FIRST – A CALL TO ACTION:
The key is just to SHOW UP! Even though your energy is low, your feet hurt, (or you have other excuses) it’s better to just get out there and start SOMETHING!
SECONDLY – FREQUENCY beats DURATION
Just showing up regularly, three or five or six days a week is more important than going once for a long workout … you are building a habit of exercising on a regular basis.
THIRDLY – HAVE A Plan B
If walking briskly for 30 minutes is your usual PLAN A, but you are feeling fatigued or have sore feet, go to PLAN B. This could include walking for 10 minutes twice a day or riding the stationary bike. Go to the pool and enjoy a leisurely breaststroke rather than an energetic front crawl. Much to your surprise, in the middle of your workout, you might see your energy level rise.
FOURTHLY…. KEEP A CHART…
Even if its simple…just keep visual tabs on your participation…it’s a great motivator.
The benefit you enjoy from maintaining or improving your fitness is the best reward!
Here is what the research recommends as your exercise level for health.
The target should be a total of 150 minutes per week. Research has shown that working in 10-minute intervals is sufficient. Try to build up your daily time to 30 minutes or more.

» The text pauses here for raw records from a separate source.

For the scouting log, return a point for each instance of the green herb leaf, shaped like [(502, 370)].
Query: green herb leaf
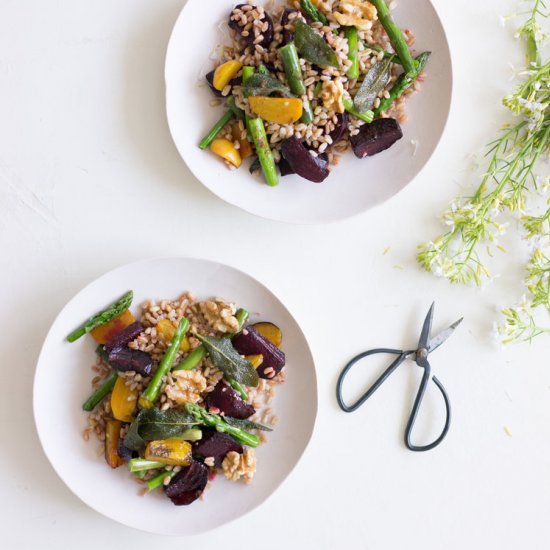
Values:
[(312, 46), (227, 359), (375, 81), (153, 424), (244, 424), (265, 85)]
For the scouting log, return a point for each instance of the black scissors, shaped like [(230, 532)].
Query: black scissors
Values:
[(426, 344)]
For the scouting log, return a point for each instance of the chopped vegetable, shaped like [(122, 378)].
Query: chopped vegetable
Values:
[(373, 84), (123, 400), (396, 36), (270, 331), (228, 360), (101, 392), (312, 46), (255, 360), (167, 330), (216, 129), (221, 424), (174, 452), (277, 109), (149, 396), (103, 317), (353, 52), (224, 73), (376, 137), (112, 437)]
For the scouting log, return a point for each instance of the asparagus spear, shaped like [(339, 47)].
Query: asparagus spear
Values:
[(218, 422), (96, 397), (216, 129), (367, 116), (150, 394), (353, 54), (395, 35), (103, 317), (293, 71), (313, 12), (256, 129), (405, 81)]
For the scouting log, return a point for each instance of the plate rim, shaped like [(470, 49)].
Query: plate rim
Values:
[(336, 219), (137, 263)]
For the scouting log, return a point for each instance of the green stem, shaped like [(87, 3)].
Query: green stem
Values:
[(148, 397), (216, 129)]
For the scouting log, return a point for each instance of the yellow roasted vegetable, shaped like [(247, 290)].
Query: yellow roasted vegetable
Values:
[(167, 330), (280, 110), (226, 150), (175, 452), (224, 73), (123, 400)]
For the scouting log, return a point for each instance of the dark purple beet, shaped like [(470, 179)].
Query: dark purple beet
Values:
[(268, 35), (302, 162), (250, 342), (376, 137), (288, 35), (216, 445), (228, 401), (341, 127), (188, 484), (124, 337), (124, 359)]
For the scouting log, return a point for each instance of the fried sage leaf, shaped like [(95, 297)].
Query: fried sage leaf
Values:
[(312, 46), (374, 82), (265, 85), (227, 359)]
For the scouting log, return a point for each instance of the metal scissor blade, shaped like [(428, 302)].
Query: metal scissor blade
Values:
[(426, 329), (436, 341)]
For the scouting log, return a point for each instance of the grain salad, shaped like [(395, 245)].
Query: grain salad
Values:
[(182, 391), (306, 81)]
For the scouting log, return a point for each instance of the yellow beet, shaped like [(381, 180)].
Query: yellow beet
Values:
[(123, 401), (225, 149), (167, 330), (169, 451), (280, 110), (224, 73)]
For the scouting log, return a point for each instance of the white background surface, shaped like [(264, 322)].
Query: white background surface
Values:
[(89, 180)]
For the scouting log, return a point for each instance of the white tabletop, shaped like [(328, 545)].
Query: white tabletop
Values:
[(89, 180)]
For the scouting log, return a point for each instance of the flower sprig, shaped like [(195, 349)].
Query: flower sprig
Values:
[(475, 223)]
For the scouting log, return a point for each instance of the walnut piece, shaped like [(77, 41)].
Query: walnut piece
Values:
[(185, 386), (235, 465), (355, 13), (332, 94)]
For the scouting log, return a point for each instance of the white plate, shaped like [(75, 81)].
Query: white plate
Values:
[(62, 384), (355, 185)]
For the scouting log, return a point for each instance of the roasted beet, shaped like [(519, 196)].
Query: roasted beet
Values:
[(376, 137), (288, 35), (235, 22), (341, 126), (228, 401), (188, 484), (124, 337), (250, 342), (124, 359), (216, 445), (302, 162)]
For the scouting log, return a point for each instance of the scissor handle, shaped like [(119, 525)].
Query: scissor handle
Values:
[(402, 355), (417, 402)]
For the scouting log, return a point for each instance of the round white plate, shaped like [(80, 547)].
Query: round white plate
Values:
[(62, 384), (355, 185)]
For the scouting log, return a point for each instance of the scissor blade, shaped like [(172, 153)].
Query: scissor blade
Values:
[(426, 328), (436, 341)]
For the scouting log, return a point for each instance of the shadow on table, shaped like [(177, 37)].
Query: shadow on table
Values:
[(143, 100)]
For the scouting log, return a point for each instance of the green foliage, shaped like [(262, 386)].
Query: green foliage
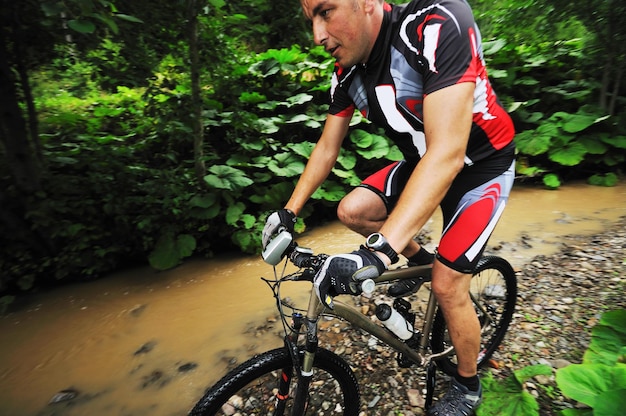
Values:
[(509, 396), (561, 130), (600, 381), (115, 121)]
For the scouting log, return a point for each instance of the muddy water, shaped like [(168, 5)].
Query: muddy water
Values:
[(121, 343)]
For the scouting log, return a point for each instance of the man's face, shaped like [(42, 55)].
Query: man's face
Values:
[(342, 27)]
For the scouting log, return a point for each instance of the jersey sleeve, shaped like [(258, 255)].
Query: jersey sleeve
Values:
[(340, 102), (448, 39)]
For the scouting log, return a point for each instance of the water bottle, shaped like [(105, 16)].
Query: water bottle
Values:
[(275, 250), (395, 322)]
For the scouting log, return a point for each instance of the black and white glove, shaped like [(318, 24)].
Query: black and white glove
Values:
[(343, 273), (275, 223)]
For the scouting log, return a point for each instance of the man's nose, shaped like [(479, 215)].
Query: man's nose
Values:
[(319, 33)]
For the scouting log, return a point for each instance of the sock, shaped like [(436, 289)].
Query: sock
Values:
[(472, 383), (422, 257)]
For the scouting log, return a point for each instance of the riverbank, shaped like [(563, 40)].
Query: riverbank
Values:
[(560, 299)]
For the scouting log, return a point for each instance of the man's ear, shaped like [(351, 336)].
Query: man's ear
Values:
[(370, 6)]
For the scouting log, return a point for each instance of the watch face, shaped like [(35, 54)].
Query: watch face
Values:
[(374, 241)]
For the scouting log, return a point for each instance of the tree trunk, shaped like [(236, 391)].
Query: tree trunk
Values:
[(616, 86), (196, 103), (23, 166)]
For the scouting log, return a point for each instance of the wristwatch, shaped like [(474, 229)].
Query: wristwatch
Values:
[(378, 242)]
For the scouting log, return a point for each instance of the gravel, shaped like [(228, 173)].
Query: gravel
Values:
[(560, 299)]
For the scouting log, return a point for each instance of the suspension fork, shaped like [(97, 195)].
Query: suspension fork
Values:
[(301, 397), (286, 374)]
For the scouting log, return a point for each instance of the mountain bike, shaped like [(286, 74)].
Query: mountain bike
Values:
[(304, 378)]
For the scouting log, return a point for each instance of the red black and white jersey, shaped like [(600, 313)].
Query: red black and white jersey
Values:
[(423, 46)]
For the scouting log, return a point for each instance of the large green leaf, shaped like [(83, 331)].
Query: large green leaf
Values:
[(330, 191), (234, 212), (81, 26), (170, 250), (286, 165), (570, 155), (593, 145), (578, 122), (507, 397), (616, 141), (608, 339), (204, 207), (587, 383), (227, 177), (532, 143), (610, 403), (303, 149)]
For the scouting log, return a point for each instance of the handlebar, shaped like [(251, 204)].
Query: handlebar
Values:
[(303, 258)]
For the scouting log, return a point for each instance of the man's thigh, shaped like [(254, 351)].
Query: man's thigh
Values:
[(471, 210)]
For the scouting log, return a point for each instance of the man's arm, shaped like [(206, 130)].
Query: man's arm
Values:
[(447, 124), (320, 164)]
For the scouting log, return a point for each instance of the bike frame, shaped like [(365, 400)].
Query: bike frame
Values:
[(361, 321)]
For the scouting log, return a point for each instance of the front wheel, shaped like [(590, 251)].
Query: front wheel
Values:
[(494, 292), (254, 387)]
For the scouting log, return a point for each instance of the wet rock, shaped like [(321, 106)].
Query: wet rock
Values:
[(187, 367), (156, 378), (146, 348), (64, 396), (138, 310)]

Aim for moderate exercise: It should feel somewhat hard, but not really hard. You should notice that you are breathing a little harder/little faster/little deeper, but you can still talk in full sentences. (The goal is 3- 5 times as much energy as sitting at rest. Sitting at rest is measured as one Metabolic Equivalent or MET).
Examples are: bike riding at less than 10 km/hour for leisure or to work, gardening (clearing light brush, thinning garden), mowing the lawn, vacuuming, making beds, dancing, badminton, canoeing, exercise class, hiking, sailing, snorkeling, swimming, table tennis, stair climbing, weight training, yoga, circuit training at a moderate effort, walking a minimum of 2.5 mph on a level, firm surface up to walking, 4.0 mph on a level, firm surface at a very brisk pace, or using Nordic walking poles up to 3.5 to 4 mph, golf.